| > Curious. To me this is the worst thing you could ever do. Talking via streams to say `cat file.txt | grep ERROR | wc -l` is cool. But you could do SOOO much more, if programs would actually output structured data streams. A lot of people have had this thought over the decades, but it hasn't really happened -- powershell exists for linux, but who's using it? The genius of the primitive representation (stringly typed tables) is that it has just enough structure to do interesting processing but not enough to cause significant mental overhead in trying to understand, memorize and reference the structure. Case in point of the difficulties of adding more structure without wrecking immediacy of manipulation is json. For anything with more than 1 level of nesting, I do stuff like blah | jq . | grep -C3 ERROR
probably a lot more than I do blah | jq $SOME_EXPRESSION
because it's just so much less mental overhead -- I don't have to think about indexing into some complex hierarchy and pulling out parts of it.I'm not saying it's not possible to get out of this local optimum, but it appears to be a lot more subtle than many people seem to think.

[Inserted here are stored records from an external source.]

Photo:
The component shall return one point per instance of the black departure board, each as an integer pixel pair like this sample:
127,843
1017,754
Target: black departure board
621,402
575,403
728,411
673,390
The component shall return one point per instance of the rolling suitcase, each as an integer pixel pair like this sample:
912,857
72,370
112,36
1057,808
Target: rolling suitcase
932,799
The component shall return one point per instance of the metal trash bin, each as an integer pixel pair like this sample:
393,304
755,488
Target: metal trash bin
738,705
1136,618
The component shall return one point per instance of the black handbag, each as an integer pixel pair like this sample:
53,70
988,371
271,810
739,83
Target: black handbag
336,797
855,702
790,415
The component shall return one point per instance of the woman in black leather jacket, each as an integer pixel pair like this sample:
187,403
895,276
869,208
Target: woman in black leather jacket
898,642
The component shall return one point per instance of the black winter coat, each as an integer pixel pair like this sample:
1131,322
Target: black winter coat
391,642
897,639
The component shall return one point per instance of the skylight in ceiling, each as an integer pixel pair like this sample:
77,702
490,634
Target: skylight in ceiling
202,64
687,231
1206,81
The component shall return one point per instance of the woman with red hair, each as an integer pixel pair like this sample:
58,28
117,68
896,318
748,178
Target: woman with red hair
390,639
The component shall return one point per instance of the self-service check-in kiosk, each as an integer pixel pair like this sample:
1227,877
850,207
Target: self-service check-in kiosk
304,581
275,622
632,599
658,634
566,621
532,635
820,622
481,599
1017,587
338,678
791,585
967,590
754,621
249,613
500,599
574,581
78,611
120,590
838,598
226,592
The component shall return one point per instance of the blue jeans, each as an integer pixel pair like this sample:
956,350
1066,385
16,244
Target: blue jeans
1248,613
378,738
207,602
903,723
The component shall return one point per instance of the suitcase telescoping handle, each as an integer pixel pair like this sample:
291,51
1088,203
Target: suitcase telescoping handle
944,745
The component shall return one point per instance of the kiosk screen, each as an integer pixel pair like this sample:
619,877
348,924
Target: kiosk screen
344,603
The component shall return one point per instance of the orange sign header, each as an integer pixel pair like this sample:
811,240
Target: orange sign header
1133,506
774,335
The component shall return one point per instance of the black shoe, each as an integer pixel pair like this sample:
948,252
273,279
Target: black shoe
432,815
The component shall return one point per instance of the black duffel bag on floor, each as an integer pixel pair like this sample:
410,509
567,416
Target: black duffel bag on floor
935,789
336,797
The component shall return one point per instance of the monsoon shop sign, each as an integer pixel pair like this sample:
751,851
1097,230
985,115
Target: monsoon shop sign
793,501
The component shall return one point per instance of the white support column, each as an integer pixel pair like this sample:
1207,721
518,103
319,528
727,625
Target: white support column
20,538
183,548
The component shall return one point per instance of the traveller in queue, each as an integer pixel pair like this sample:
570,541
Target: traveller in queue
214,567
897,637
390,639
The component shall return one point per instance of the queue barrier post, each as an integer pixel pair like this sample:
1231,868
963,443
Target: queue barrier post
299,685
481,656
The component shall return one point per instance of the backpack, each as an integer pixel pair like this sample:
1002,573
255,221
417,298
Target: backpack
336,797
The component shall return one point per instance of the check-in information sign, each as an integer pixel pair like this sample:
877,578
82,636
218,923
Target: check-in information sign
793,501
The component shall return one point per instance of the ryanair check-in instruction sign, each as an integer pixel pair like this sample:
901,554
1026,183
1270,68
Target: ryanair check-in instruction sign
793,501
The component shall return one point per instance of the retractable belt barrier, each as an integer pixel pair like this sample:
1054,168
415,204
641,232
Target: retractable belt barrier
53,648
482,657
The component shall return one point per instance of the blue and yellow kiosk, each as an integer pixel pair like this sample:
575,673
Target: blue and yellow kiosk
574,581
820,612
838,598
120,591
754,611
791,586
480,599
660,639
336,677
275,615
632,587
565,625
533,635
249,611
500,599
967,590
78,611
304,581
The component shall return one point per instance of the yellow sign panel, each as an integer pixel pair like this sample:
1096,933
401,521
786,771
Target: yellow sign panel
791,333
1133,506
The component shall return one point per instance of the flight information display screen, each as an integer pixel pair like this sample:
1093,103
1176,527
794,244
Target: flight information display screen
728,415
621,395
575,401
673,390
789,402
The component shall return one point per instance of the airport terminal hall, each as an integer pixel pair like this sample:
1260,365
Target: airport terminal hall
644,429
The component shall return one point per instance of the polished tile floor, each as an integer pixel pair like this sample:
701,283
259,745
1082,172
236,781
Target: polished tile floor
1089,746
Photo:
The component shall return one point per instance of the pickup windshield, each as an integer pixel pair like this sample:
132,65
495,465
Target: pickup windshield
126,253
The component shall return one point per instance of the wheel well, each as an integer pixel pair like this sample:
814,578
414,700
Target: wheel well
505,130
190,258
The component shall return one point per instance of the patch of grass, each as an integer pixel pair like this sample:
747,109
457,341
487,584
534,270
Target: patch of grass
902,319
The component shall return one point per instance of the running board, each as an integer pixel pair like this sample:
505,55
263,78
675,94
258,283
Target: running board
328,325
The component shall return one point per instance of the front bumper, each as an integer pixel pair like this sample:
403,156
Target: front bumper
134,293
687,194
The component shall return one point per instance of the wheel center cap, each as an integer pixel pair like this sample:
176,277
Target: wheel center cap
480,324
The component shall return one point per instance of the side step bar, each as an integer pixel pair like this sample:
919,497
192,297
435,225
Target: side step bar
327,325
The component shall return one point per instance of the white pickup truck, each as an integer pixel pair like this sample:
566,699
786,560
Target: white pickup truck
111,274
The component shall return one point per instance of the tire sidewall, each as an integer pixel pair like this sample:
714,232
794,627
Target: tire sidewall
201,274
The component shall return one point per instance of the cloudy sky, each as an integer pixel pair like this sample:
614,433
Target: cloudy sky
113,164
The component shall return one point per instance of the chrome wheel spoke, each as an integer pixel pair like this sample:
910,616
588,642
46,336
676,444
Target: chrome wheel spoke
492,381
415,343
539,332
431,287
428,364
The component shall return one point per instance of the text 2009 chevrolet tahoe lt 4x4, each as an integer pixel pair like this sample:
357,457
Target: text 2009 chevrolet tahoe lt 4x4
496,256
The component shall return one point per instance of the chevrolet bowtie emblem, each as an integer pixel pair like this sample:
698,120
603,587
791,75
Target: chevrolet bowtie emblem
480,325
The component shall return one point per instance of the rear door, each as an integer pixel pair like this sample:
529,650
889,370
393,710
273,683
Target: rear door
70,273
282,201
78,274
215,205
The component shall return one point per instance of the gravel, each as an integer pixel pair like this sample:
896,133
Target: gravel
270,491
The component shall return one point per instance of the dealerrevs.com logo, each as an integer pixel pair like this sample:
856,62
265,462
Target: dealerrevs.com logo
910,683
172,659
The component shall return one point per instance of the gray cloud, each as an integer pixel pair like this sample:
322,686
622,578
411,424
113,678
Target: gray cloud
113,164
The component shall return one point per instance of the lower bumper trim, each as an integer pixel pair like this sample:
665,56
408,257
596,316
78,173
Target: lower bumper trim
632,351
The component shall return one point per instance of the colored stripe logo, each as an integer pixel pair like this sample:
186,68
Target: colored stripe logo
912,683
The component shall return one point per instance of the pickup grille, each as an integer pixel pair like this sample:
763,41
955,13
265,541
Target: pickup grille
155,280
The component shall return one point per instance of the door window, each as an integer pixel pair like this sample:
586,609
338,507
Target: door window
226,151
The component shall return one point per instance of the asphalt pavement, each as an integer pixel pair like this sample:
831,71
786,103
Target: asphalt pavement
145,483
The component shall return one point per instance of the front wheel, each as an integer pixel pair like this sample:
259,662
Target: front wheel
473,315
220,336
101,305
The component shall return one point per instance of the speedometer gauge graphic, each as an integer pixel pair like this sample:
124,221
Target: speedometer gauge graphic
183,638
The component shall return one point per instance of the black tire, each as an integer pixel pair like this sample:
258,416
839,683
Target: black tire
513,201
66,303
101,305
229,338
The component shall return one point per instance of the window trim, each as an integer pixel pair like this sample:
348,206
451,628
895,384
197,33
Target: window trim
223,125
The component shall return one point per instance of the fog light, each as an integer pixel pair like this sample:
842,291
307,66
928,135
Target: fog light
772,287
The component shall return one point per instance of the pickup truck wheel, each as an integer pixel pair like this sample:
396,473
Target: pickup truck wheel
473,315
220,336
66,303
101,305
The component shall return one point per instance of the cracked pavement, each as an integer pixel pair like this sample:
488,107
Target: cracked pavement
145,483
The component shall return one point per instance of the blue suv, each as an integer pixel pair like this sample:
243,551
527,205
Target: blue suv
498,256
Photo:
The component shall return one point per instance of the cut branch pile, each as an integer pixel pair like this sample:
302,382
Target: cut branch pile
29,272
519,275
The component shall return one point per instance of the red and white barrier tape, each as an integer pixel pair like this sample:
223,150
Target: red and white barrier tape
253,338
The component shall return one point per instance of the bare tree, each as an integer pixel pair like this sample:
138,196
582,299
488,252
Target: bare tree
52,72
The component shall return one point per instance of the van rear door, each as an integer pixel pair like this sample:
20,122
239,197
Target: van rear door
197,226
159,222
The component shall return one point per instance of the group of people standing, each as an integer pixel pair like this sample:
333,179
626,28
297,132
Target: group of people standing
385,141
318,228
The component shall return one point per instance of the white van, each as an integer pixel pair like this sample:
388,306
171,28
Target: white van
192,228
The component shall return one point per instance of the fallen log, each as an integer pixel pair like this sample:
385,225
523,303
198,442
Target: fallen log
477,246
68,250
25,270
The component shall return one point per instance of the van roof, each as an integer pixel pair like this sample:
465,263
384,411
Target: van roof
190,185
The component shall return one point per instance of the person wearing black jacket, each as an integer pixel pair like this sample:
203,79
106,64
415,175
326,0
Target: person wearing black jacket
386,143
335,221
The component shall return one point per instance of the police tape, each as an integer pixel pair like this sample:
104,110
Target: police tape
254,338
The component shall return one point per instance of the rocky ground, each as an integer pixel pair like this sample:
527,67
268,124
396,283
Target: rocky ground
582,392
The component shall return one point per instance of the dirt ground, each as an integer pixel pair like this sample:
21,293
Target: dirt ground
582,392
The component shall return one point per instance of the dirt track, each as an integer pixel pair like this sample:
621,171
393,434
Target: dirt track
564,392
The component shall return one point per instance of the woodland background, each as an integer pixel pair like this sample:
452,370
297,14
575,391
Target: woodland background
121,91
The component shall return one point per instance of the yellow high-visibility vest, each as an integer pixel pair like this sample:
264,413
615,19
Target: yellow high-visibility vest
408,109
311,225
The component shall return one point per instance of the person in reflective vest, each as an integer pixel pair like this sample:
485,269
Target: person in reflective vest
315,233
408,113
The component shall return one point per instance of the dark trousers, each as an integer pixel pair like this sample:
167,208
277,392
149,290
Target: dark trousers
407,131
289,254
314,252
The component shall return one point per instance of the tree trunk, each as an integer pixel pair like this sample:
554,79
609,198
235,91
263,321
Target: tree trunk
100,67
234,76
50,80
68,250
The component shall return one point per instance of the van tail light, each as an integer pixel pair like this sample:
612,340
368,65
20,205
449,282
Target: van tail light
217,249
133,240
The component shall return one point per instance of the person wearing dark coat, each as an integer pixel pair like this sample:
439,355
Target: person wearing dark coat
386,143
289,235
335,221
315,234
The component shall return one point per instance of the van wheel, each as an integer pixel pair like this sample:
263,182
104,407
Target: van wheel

There may be an simple and elegant solution, but it seems it has so far escaped discovery. Almost five decades later, composing pipelines of weakly structured and typed bytes (that, by convention, often are line separated tables, possibly with tab or space seperated columns) is still the only high-level software re-use via composition success story of the whole computing field. |
Powershell is unfortunately not the shining example of a shell that best leverages structured/typed input/output succinctly.
But on Windows, sysadmins use powershell heavily. Nearly every IT department that manages windows machines uses Powershell.